Abbiamo però bisogno di costruire in questa regione due Stati che dovranno per forza di cose innanzitutto tollerarsi. E siamo in vantaggio poiché a metà l’opera quasi è già compiuta. Israele esiste ed è sufficiente volere che a fianco ad esso si formi lo Stato indipendente dei palestinesi. Molti di coloro che vivono da poco o da sempre da queste parti sanno bene, trattandosi di gente molto complicata, che le cose semplici sono le più difficili da realizzare o da ottenere.
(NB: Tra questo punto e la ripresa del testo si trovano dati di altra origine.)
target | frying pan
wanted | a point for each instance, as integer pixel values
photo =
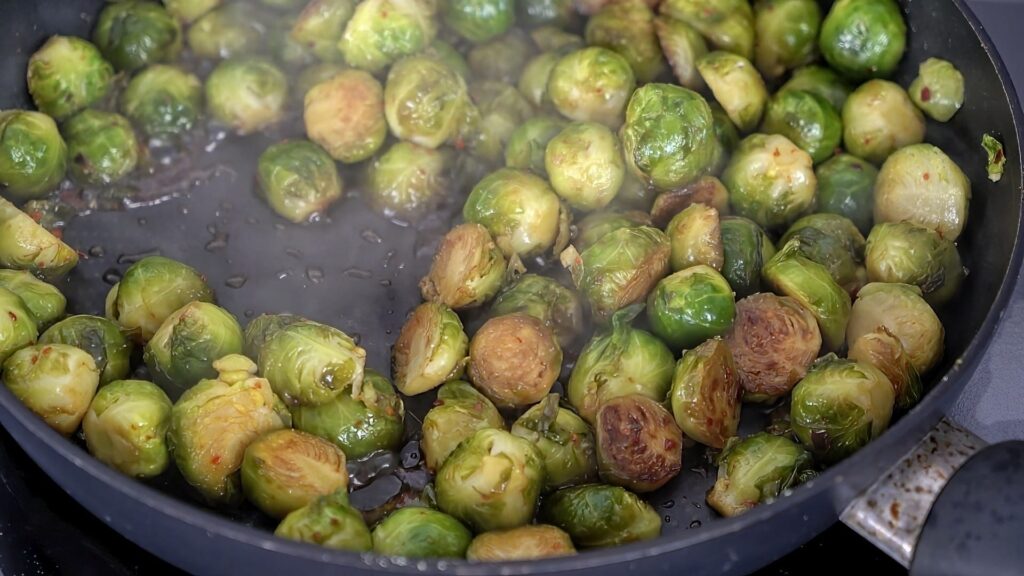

È per questo che dobbiamo continuare a sperare (non fatalisticamente) ma agendo, ed anche compiendo simili viaggi e soggiorni. I ringraziamenti li abbiamo fatti in altra sede, anche agli amici romani di Israele con i quali abbiamo trascorso a casa loro lo Shabbat. E quindi non possiamo che concludere con il desiderio interiore che è anche un auspicio affinché la situazione in quella terra porti ad un ulteriore diminuzione delle tensioni e dei conflitti dicendo ai noi stessi e a coloro che ci avranno letto: “l’anno prossimo a Gerusalemme”… o se preferite a Yerushalheim o Al-Quds.
Il memoriale “yad Vashem”
Dopo l’olocausto ricorda sei milioni di sterminati è davvero indescrivibile la visita al Memoriale alle Vittime dell’Olocausto: ”YAD VASHEM” di Gerusalemme dove filmati d’epoca e testimonianze proiettate o fotografate raccontano l’immane tragedia. SEI MILIONI di uomini, donne e bambini uccisi nelle camere a gas o giustiziati sommariamente. Il numero maggiore degli uccisi è stato raggiunto in Polonia dove risiedeva la più grande comunità ebraica d’Europa. Polonia che dopo la guerra massacrò un intero villaggio di ebrei sopravissuti alle camere a gas per tornare nella loro terra illusi di poterci vivere. Era la Polonia cattolica! A Yad Vashem c’è una parte interamente dedicata ai bambini. Degli adulti in genere si conoscono le generalità perché i nazisti li registravano, mentre i bambini venivano mandati nelle camere a gas senza identificazione. In quest’ala del Memoriale vi sono delle candele che vengono riflesse da numerosi specchi simboleggiando così quelle vite innocenti. Fuori campo un disco ripete i nomi e cognomi dei bambini uccisi, nomi e cognomi che i loro parenti sopravissuti hanno trasmesso ai posteri. Infine, ma non per ultimo, il giardino dei “Giusti”, cioè di coloro non ebrei che contribuirono in tanti modi a salvarli. Un albero è stato piantato per ogni Giusto e ai piedi della pianta un lapide con i loro nomi o quelli di intere famiglie. Molti sono nomi di italiani, tra cui sacerdoti e suore cattolici. Il memoriale ricorda i 6 milioni di sterminati. Pensate che se mettessimo 6 milioni di persone che si tengono per mano, partendo da Israele raggiungerebbero i confini dell’intera Europa. Perché ricordare ora e sempre? Un filosofo ebreo del 600 – Baal Shem Thov – scrisse: “ LA DIMENTICANZA PORTA ALL’OBLIO MENTRE IL RICORDO È IL SEGRETO DELLA LIBERTA’”.